Several suggestions related to the main causes of psoriasis and the course and regulation of this disease have been attempted to be developed in studies on various genes. Recent studies have demonstrated that chronic inflammation associated with psoriasis leads to atherogenesis and peripheral insulin resistance, and thus results in hypertension and type 2 diabetes in these patients [5,6]. In the literature review, a genetic research investigating IGF2BP2 gene in the patients with psoriasis was unable to be found. Studies have demonstrated that mutations of the IGF2BP2 gene carry the risk for the type 2 diabetes, and levels of insulin secretion vary in the patients with type 2 diabetes having different IGF2BP2 genotypes [12].

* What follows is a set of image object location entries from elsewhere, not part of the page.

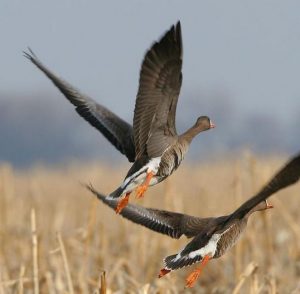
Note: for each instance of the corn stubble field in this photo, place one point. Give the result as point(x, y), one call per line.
point(55, 237)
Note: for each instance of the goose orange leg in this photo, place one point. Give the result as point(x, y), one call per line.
point(163, 272)
point(192, 278)
point(122, 203)
point(142, 188)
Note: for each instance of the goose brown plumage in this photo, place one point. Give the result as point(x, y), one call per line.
point(153, 143)
point(212, 236)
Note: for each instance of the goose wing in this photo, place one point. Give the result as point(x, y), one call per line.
point(165, 222)
point(115, 129)
point(159, 87)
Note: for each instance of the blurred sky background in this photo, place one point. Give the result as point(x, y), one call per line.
point(241, 67)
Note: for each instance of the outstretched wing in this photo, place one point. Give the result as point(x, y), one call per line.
point(288, 175)
point(116, 130)
point(159, 87)
point(165, 222)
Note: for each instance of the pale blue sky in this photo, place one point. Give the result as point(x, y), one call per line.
point(248, 50)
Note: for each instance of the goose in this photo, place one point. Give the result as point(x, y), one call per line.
point(212, 236)
point(152, 144)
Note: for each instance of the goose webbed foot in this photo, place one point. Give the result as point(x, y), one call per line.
point(140, 191)
point(122, 203)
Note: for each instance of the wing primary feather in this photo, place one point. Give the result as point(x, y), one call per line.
point(116, 130)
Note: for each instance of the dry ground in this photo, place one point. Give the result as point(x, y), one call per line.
point(77, 237)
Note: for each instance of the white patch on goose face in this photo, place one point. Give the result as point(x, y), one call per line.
point(138, 178)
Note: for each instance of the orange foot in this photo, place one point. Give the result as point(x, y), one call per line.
point(122, 203)
point(140, 191)
point(193, 277)
point(163, 272)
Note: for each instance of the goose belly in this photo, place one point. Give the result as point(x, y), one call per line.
point(170, 161)
point(229, 238)
point(137, 178)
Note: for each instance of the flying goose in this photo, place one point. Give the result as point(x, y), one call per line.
point(212, 236)
point(153, 143)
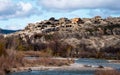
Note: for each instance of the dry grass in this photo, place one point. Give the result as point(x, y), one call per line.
point(108, 72)
point(33, 53)
point(47, 62)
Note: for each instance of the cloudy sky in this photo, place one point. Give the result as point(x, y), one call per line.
point(16, 14)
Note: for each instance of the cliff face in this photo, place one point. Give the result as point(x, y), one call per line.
point(82, 34)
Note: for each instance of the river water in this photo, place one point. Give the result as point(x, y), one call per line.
point(85, 61)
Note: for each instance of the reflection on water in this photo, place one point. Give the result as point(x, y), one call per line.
point(55, 73)
point(93, 62)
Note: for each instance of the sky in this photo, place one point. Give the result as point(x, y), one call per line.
point(16, 14)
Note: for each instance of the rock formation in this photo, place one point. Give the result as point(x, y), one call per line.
point(81, 33)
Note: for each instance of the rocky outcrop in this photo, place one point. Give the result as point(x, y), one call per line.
point(90, 34)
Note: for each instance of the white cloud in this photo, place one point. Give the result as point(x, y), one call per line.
point(9, 9)
point(79, 4)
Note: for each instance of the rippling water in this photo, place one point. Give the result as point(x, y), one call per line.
point(93, 62)
point(55, 73)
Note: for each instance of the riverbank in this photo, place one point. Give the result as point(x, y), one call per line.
point(73, 66)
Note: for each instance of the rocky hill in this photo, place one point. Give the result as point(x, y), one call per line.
point(82, 34)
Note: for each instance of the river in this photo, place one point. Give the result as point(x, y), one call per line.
point(85, 61)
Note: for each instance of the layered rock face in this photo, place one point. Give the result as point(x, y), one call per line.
point(81, 33)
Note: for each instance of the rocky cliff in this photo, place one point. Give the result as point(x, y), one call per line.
point(82, 34)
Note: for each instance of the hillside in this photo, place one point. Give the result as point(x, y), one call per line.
point(79, 37)
point(3, 31)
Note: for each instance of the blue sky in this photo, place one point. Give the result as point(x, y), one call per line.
point(16, 14)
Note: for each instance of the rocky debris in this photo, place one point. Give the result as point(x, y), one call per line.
point(81, 33)
point(91, 26)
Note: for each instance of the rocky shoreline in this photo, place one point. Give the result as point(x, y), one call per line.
point(74, 66)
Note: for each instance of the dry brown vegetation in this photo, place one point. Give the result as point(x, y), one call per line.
point(108, 72)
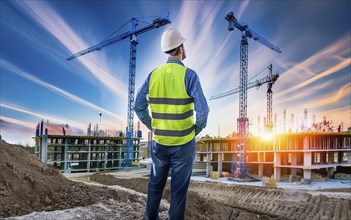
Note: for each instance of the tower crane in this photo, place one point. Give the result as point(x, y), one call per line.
point(270, 80)
point(243, 121)
point(132, 65)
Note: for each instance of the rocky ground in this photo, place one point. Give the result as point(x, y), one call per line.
point(31, 190)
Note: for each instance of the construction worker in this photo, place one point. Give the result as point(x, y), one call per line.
point(173, 92)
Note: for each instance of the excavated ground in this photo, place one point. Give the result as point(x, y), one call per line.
point(31, 190)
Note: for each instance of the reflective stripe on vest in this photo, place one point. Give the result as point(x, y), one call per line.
point(172, 108)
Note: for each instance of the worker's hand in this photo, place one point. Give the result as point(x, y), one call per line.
point(197, 130)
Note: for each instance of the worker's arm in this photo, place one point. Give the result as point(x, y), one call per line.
point(194, 90)
point(142, 104)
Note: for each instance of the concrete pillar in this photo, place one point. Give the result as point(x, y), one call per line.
point(307, 162)
point(220, 164)
point(105, 158)
point(260, 170)
point(66, 169)
point(293, 163)
point(306, 145)
point(330, 172)
point(277, 162)
point(330, 157)
point(208, 163)
point(260, 166)
point(44, 149)
point(89, 155)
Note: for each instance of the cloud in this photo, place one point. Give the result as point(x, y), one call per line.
point(329, 99)
point(18, 122)
point(40, 116)
point(14, 69)
point(58, 28)
point(17, 132)
point(322, 64)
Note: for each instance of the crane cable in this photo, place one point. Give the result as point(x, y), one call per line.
point(258, 73)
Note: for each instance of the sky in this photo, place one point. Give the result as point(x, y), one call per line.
point(38, 83)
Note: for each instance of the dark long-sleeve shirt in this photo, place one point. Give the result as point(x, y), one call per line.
point(194, 90)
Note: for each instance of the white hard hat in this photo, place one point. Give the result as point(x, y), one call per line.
point(171, 39)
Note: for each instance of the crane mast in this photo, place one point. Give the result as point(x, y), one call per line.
point(132, 68)
point(243, 121)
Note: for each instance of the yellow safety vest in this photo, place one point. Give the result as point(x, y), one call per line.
point(172, 108)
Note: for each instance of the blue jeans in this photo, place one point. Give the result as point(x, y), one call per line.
point(180, 159)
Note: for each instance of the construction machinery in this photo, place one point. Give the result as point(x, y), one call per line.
point(270, 80)
point(132, 34)
point(243, 121)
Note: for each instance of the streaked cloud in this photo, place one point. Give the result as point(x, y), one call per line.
point(14, 69)
point(40, 116)
point(18, 122)
point(332, 55)
point(45, 16)
point(329, 99)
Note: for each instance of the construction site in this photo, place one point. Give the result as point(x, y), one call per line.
point(287, 175)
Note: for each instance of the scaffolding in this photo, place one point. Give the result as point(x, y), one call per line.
point(85, 153)
point(285, 154)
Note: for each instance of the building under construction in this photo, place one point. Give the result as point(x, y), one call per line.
point(85, 153)
point(290, 154)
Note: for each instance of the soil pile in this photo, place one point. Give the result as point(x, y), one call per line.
point(198, 206)
point(210, 200)
point(27, 185)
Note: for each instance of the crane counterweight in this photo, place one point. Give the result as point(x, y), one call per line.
point(132, 66)
point(243, 122)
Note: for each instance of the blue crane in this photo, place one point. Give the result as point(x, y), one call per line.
point(132, 64)
point(243, 121)
point(270, 80)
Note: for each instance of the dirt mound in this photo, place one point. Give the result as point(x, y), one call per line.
point(198, 206)
point(210, 200)
point(137, 184)
point(27, 185)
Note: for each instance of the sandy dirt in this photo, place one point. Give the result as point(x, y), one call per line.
point(31, 190)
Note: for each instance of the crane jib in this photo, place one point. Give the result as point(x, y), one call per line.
point(156, 24)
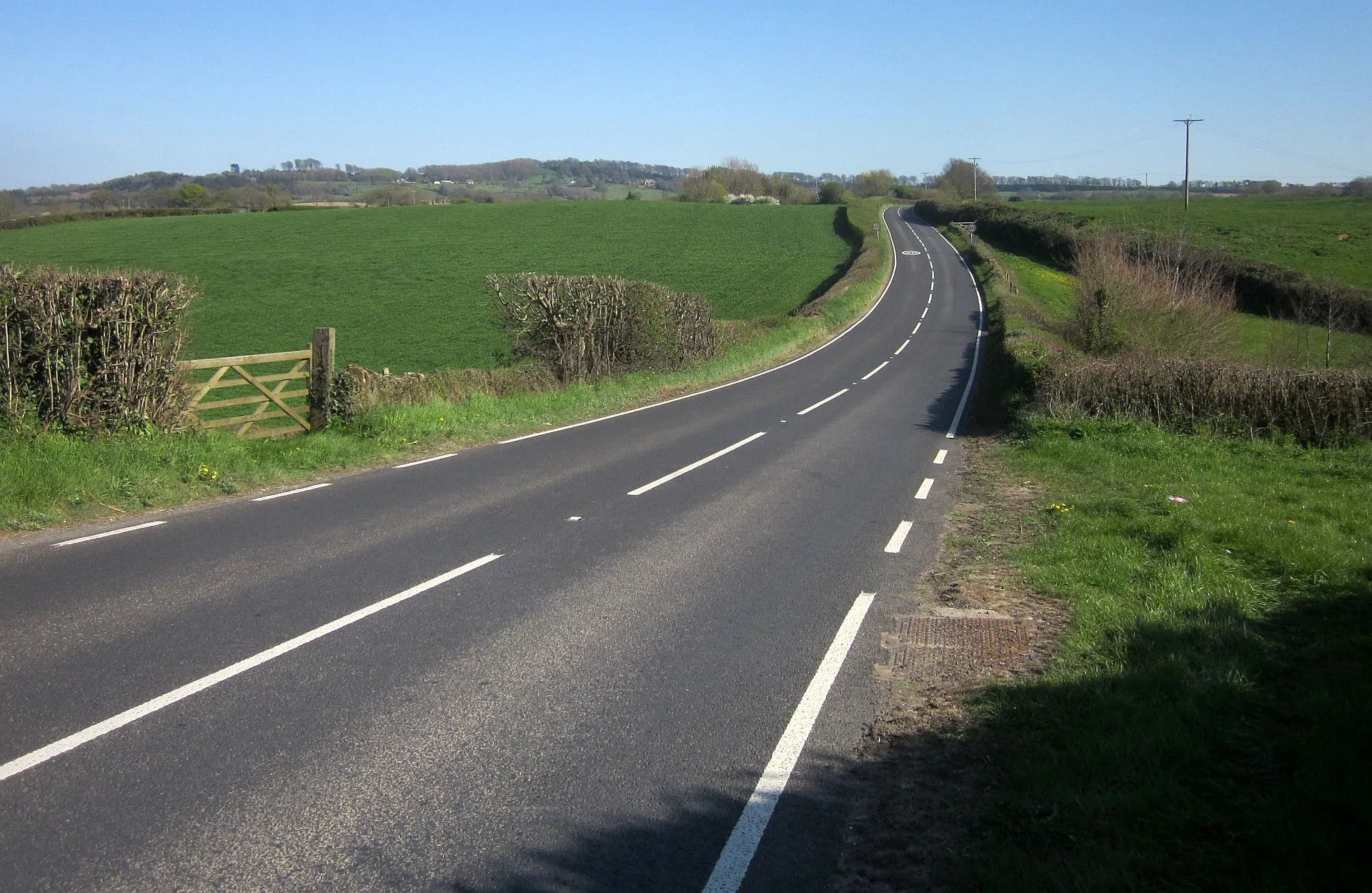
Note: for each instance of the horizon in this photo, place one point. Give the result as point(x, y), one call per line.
point(1063, 86)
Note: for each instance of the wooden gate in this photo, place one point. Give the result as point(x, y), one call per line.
point(244, 398)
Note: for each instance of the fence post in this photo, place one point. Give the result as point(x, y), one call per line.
point(322, 376)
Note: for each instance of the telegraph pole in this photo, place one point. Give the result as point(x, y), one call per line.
point(1185, 201)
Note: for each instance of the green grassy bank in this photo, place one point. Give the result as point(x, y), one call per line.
point(1205, 722)
point(52, 478)
point(1326, 236)
point(405, 286)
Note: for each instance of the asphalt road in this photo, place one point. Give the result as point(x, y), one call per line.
point(587, 704)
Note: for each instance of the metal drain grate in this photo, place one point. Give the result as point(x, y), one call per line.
point(955, 642)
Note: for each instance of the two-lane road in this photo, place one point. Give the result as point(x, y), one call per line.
point(590, 659)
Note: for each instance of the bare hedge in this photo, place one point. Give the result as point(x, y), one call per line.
point(585, 326)
point(91, 350)
point(1319, 408)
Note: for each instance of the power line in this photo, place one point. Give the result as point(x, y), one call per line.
point(1185, 202)
point(1252, 141)
point(1120, 143)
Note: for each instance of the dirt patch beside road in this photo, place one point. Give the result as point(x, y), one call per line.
point(968, 623)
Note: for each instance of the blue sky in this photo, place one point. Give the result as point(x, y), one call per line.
point(91, 91)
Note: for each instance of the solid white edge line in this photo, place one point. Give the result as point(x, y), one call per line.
point(742, 842)
point(116, 532)
point(875, 371)
point(898, 539)
point(821, 402)
point(976, 353)
point(432, 459)
point(91, 733)
point(895, 261)
point(290, 493)
point(693, 465)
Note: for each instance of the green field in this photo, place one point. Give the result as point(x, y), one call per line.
point(1300, 232)
point(404, 286)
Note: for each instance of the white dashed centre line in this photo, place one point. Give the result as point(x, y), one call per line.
point(821, 402)
point(693, 465)
point(898, 539)
point(122, 530)
point(875, 371)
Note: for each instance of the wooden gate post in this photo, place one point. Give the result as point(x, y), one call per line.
point(322, 376)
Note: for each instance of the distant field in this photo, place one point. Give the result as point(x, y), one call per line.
point(1301, 232)
point(404, 286)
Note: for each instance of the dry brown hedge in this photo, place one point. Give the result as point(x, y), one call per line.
point(585, 326)
point(91, 350)
point(1319, 408)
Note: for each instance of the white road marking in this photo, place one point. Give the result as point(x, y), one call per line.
point(693, 465)
point(729, 384)
point(290, 493)
point(122, 530)
point(821, 402)
point(976, 353)
point(742, 842)
point(432, 459)
point(91, 733)
point(898, 539)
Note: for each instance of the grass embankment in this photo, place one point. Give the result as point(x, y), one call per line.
point(405, 286)
point(49, 478)
point(1205, 722)
point(1045, 302)
point(1300, 232)
point(1205, 719)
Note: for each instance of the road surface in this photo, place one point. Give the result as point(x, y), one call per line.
point(629, 654)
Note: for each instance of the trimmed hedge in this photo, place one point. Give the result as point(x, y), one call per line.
point(1261, 289)
point(91, 350)
point(586, 326)
point(1321, 408)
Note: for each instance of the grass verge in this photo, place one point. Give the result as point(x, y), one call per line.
point(1203, 715)
point(1205, 721)
point(52, 478)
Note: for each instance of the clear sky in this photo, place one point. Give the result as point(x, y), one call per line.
point(91, 91)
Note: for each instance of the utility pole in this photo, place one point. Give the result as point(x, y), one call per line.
point(1185, 201)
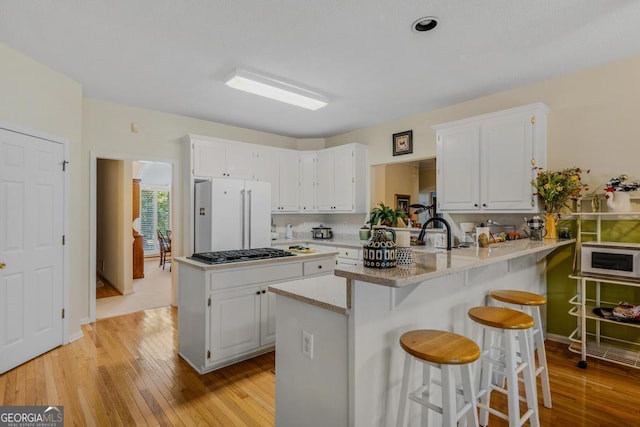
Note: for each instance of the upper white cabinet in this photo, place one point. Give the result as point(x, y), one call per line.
point(341, 179)
point(218, 158)
point(307, 169)
point(485, 163)
point(328, 180)
point(288, 182)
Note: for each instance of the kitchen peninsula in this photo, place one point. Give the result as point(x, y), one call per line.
point(344, 366)
point(224, 311)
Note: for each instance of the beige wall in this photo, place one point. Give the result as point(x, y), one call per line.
point(593, 121)
point(38, 98)
point(394, 179)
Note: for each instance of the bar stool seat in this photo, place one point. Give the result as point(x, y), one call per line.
point(443, 350)
point(530, 303)
point(514, 328)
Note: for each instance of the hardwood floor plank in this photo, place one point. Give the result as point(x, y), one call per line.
point(126, 371)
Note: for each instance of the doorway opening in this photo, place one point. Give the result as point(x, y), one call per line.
point(132, 205)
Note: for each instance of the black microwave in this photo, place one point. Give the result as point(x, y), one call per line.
point(611, 259)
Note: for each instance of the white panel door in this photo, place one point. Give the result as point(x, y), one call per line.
point(507, 151)
point(344, 182)
point(258, 205)
point(289, 181)
point(235, 322)
point(31, 252)
point(308, 182)
point(458, 151)
point(325, 176)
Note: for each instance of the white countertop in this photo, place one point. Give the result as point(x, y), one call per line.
point(298, 258)
point(328, 292)
point(430, 265)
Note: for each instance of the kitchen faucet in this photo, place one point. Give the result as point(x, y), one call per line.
point(436, 219)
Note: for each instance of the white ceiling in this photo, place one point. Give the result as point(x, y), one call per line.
point(173, 55)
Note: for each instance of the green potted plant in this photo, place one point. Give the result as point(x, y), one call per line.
point(386, 215)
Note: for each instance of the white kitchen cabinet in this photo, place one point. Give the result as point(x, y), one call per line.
point(279, 168)
point(341, 179)
point(218, 158)
point(267, 316)
point(234, 323)
point(288, 181)
point(227, 314)
point(485, 163)
point(307, 170)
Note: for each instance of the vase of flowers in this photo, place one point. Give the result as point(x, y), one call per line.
point(556, 189)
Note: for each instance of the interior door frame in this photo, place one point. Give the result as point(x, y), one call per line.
point(65, 214)
point(93, 189)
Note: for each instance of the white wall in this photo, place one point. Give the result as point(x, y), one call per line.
point(593, 122)
point(41, 99)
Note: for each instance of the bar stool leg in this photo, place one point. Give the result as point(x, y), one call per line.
point(513, 397)
point(469, 393)
point(404, 390)
point(448, 395)
point(541, 368)
point(486, 373)
point(529, 376)
point(426, 381)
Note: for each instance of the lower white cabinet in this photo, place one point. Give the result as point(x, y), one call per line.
point(226, 315)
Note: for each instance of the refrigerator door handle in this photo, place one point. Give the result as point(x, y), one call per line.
point(250, 218)
point(244, 219)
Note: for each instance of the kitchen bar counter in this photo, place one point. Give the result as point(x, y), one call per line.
point(345, 368)
point(430, 265)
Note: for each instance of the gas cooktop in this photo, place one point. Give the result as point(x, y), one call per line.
point(240, 255)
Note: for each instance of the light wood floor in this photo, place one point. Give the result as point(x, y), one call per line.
point(126, 371)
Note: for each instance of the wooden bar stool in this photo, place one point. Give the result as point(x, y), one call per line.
point(530, 303)
point(514, 328)
point(442, 350)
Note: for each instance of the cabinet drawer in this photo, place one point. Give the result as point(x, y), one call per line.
point(350, 253)
point(255, 275)
point(320, 266)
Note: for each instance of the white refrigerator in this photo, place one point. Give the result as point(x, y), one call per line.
point(231, 214)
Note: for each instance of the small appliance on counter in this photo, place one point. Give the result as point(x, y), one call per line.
point(611, 259)
point(322, 232)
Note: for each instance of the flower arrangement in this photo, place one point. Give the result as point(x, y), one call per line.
point(556, 188)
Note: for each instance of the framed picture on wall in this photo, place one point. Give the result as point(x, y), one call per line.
point(402, 202)
point(403, 143)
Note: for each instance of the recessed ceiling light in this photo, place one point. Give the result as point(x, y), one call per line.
point(427, 23)
point(275, 89)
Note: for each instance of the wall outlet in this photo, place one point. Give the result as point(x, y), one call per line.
point(307, 344)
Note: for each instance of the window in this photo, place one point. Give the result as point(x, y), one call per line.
point(155, 214)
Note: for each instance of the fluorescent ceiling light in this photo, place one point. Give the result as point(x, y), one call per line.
point(275, 89)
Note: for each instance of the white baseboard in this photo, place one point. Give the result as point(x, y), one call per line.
point(76, 336)
point(558, 338)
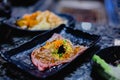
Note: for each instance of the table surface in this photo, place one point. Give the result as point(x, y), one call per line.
point(82, 72)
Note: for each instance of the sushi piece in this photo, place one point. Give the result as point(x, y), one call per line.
point(57, 50)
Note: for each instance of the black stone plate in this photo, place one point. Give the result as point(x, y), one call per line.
point(20, 56)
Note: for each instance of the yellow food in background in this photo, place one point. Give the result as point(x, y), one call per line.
point(40, 21)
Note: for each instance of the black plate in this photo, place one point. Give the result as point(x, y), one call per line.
point(20, 56)
point(110, 55)
point(10, 25)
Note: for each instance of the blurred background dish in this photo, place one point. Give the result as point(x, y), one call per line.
point(15, 30)
point(106, 64)
point(22, 2)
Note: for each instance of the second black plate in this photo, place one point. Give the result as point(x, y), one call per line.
point(20, 56)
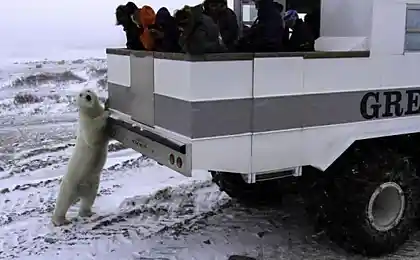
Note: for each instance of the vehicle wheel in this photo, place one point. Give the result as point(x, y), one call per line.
point(368, 201)
point(265, 192)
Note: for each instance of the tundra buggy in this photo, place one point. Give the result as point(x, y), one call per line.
point(343, 121)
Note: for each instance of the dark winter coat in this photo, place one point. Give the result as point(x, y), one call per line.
point(266, 34)
point(301, 38)
point(228, 25)
point(165, 23)
point(201, 35)
point(132, 32)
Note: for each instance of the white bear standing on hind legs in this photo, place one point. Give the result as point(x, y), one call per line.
point(84, 169)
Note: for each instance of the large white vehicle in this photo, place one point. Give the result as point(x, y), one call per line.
point(343, 121)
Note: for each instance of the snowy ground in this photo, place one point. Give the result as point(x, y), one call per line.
point(144, 211)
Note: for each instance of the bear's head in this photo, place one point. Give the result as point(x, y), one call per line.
point(88, 103)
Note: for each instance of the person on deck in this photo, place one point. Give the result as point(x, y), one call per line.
point(165, 32)
point(226, 20)
point(123, 15)
point(301, 38)
point(266, 34)
point(198, 33)
point(145, 18)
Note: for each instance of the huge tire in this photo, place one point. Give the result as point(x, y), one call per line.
point(265, 192)
point(368, 201)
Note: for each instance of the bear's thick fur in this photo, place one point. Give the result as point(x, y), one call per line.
point(89, 156)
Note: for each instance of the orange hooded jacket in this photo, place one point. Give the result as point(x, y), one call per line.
point(146, 16)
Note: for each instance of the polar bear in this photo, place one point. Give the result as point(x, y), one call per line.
point(83, 173)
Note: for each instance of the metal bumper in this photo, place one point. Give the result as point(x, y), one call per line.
point(147, 142)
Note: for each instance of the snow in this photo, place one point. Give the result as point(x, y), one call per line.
point(144, 211)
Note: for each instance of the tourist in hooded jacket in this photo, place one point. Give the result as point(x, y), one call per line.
point(266, 33)
point(132, 32)
point(225, 18)
point(165, 32)
point(198, 32)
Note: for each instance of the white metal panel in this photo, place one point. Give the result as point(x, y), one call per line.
point(212, 80)
point(119, 69)
point(339, 75)
point(172, 78)
point(388, 37)
point(346, 18)
point(278, 76)
point(276, 150)
point(400, 70)
point(229, 153)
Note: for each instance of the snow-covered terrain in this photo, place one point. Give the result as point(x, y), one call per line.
point(144, 211)
point(50, 51)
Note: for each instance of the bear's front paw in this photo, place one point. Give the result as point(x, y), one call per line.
point(106, 114)
point(86, 213)
point(60, 221)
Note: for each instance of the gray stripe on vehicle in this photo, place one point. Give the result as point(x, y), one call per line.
point(120, 98)
point(203, 119)
point(142, 88)
point(229, 117)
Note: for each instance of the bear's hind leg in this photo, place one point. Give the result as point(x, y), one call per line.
point(87, 200)
point(66, 198)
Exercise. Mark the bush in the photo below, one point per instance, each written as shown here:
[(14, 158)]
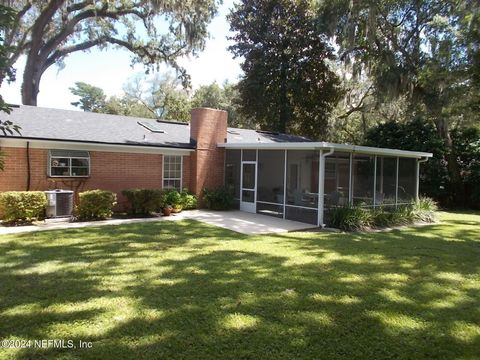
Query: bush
[(143, 201), (189, 201), (22, 206), (354, 218), (424, 209), (351, 218), (218, 199), (172, 198), (95, 204)]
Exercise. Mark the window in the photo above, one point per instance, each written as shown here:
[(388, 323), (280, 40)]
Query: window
[(69, 163), (172, 172)]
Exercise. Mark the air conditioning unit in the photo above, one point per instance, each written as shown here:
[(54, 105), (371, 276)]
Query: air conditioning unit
[(59, 203)]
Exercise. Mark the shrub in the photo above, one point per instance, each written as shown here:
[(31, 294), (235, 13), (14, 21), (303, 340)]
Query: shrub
[(22, 206), (189, 201), (424, 209), (143, 201), (351, 218), (95, 204), (354, 218), (218, 199), (172, 198)]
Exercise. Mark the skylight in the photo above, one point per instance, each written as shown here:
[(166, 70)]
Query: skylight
[(153, 127)]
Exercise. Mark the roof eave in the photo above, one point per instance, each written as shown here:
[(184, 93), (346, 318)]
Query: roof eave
[(327, 145)]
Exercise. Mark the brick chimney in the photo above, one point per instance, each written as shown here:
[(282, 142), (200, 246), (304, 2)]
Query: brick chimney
[(208, 127)]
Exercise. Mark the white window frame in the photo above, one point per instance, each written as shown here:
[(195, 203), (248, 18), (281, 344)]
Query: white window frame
[(170, 178), (70, 158)]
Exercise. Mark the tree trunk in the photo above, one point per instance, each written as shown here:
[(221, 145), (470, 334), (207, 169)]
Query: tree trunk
[(458, 187), (284, 108), (31, 83)]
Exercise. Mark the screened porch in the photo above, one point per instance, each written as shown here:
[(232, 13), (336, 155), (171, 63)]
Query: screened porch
[(306, 184)]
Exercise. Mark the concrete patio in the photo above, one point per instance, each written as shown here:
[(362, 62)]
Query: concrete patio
[(239, 221), (247, 223)]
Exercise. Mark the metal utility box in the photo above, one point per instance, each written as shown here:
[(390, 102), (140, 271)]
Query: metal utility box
[(59, 203)]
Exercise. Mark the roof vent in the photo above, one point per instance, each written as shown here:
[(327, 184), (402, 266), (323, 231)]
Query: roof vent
[(267, 132), (172, 122), (153, 127)]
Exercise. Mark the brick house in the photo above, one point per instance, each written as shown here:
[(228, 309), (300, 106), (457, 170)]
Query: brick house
[(274, 174)]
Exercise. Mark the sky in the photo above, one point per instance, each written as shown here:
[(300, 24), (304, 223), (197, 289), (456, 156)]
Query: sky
[(110, 69)]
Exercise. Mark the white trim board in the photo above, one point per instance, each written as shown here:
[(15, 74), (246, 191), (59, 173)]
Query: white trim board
[(326, 145), (67, 145)]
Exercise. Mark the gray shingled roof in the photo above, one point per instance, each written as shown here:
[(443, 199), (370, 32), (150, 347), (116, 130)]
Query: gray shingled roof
[(69, 125)]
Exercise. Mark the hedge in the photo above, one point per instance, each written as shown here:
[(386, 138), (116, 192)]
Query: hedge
[(218, 199), (95, 205), (143, 201), (22, 206), (354, 218)]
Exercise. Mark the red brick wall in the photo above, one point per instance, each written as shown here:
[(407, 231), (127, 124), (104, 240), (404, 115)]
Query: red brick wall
[(208, 128), (112, 171)]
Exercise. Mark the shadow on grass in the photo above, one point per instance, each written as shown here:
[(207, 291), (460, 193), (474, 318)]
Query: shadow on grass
[(180, 290)]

In the present study, frequencies of the alleles of rs1470579 and rs4402960 regions on the IGF2BP2 gene did not show statistically significant differences between the groups. However, there was a statistically significant difference in the triglyceride and LDL levels between patient and control group. In conclusion, rs1470579 and rs4402960 gene polymorphisms of IGF2BP2, which are considered to play a role in the course of type 2 diabetes mellitus, were not determined to be risk factors for the pathogenesis of psoriasis. However, further large scale studies are required to establish a definite conclusion and our study would serve as a pioneer for the further studies.

Acknowledgement

We thank the F?rat University, Scientific Research Projects Unit (FUSRP, Project number: TF.14.74) for their contributions to this study. This study has been presented in the National Medical Biology and Genetics Congress held at Fethiye/Mugla from 27-30 October 2015, numbered PS-0735.